- Born: 1962 (age 63–64) London, England
- Education: Cambridge University
- Alma mater: School of Oriental and African Studies, University of London
- Occupations: Journalist, writer
- Children: 2

= Sam Miller (journalist) =

Sam Miller is a journalist and writer whose first book Delhi: Adventures in a Megacity was published by Penguin India in January 2009. The book was also published in the United Kingdom by Jonathan Cape. Since then he has written several other books. These include A Strange Kind of Paradise: India Through Foreign Eyes (2014), a history of foreign attitudes toward India, and Fathers (2017), a family memoir. He also translated The Marvellous (but Authentic) Adventures of Captain Corcoran by Alfred Assollant (2017). His latest book is Migrants: The Story of Us All (2023), an alternative history of the world, in which migration is restored to the heart of the human story.

Sam Miller was born in London in 1962. He studied history at Cambridge University and politics at the School of Oriental and African Studies, University of London, before joining BBC World Service. In the early nineties he was the BBC's TV and radio correspondent in New Delhi and on his return to the UK in 1993 was the presenter and editor off the BBC's current affairs programme South Asia Report. Later he became the head of the Urdu service and subsequently Managing Editor, South Asia.

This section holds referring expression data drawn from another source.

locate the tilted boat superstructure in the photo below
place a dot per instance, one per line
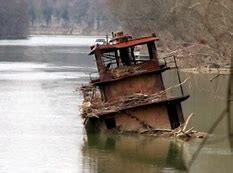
(129, 93)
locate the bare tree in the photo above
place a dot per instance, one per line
(13, 19)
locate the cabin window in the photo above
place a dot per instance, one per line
(110, 123)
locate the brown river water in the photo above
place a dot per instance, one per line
(41, 129)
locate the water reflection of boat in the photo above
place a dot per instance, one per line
(109, 153)
(129, 94)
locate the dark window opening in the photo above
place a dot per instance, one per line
(110, 123)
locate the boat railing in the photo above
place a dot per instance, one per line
(94, 76)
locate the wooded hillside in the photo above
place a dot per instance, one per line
(180, 23)
(13, 19)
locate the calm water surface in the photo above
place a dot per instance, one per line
(41, 129)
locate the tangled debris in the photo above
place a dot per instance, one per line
(93, 106)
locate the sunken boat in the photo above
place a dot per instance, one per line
(128, 92)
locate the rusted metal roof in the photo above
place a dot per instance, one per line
(134, 42)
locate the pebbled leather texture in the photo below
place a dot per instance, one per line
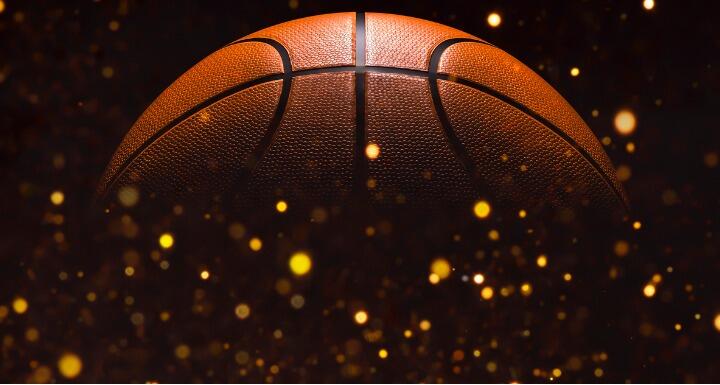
(289, 114)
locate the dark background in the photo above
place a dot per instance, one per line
(71, 86)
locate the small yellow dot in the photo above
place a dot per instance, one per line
(372, 151)
(526, 289)
(182, 351)
(494, 19)
(649, 290)
(441, 268)
(255, 244)
(242, 311)
(361, 317)
(382, 353)
(300, 263)
(625, 122)
(70, 365)
(57, 197)
(478, 279)
(482, 209)
(487, 292)
(493, 235)
(541, 260)
(20, 305)
(166, 240)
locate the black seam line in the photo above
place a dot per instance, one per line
(434, 76)
(567, 138)
(361, 165)
(270, 134)
(455, 144)
(374, 69)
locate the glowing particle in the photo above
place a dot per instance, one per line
(382, 353)
(478, 279)
(372, 151)
(182, 351)
(20, 305)
(622, 248)
(649, 290)
(361, 317)
(493, 235)
(70, 365)
(128, 196)
(441, 268)
(541, 260)
(255, 244)
(526, 289)
(494, 20)
(57, 197)
(242, 311)
(487, 293)
(625, 122)
(166, 240)
(482, 209)
(300, 263)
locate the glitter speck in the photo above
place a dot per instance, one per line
(20, 305)
(361, 317)
(300, 263)
(69, 365)
(242, 311)
(166, 240)
(482, 209)
(494, 20)
(57, 197)
(372, 151)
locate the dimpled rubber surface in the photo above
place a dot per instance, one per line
(288, 111)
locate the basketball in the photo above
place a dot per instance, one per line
(390, 109)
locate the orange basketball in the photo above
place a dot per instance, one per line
(396, 109)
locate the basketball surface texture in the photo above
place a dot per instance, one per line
(394, 109)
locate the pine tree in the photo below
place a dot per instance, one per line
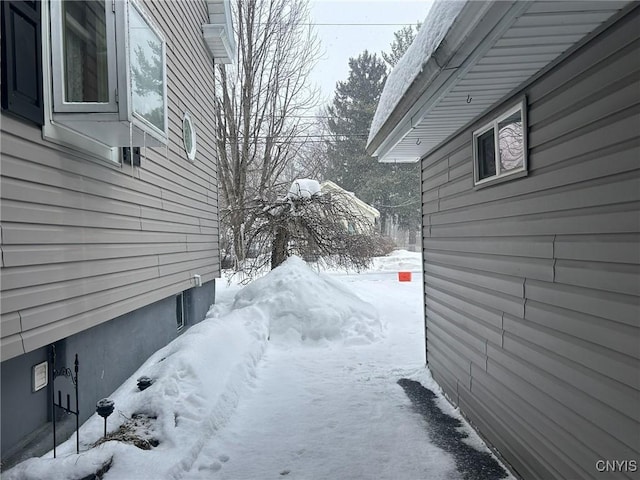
(393, 189)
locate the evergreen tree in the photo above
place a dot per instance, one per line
(349, 118)
(393, 189)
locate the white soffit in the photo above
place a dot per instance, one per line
(532, 40)
(218, 33)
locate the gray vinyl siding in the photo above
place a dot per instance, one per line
(84, 241)
(532, 286)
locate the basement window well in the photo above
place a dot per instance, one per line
(500, 147)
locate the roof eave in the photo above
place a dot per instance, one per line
(472, 32)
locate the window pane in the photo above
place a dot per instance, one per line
(486, 155)
(147, 70)
(85, 51)
(511, 142)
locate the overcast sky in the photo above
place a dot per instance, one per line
(347, 28)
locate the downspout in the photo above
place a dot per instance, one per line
(424, 281)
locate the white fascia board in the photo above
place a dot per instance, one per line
(219, 35)
(472, 34)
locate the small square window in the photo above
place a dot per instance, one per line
(486, 155)
(499, 148)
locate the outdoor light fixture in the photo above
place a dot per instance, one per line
(104, 408)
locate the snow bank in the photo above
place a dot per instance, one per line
(199, 378)
(304, 305)
(197, 382)
(438, 22)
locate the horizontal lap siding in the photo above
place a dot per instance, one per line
(85, 242)
(532, 287)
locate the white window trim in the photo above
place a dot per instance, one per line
(53, 131)
(151, 24)
(58, 133)
(521, 107)
(57, 61)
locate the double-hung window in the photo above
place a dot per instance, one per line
(500, 147)
(108, 72)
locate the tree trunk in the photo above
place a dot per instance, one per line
(279, 251)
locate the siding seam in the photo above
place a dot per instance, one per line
(555, 260)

He has also worked as a BBC reporter in Pakistan, Afghanistan, Bangladesh, the Balkans and Northern Ireland, and, most recently, as Country Director for BBC Media Action in India, Tanzania, Nigeria, Tunisia, Afghanistan, Cambodia and Ethiopia.

He contributed a chapter to The Weekenders: Adventures in Calcutta (Ebury Press, 2004), along with Irvine Welsh, Bella Bathurst, Colm Toibin, Andrew O'Hagan and Monica Ali.

He has two children, Zubin Miller and Roxana (Roxy) Miller.

He is also the author of Blue Guide India, a guide for the independent traveler to India's art, architecture and history.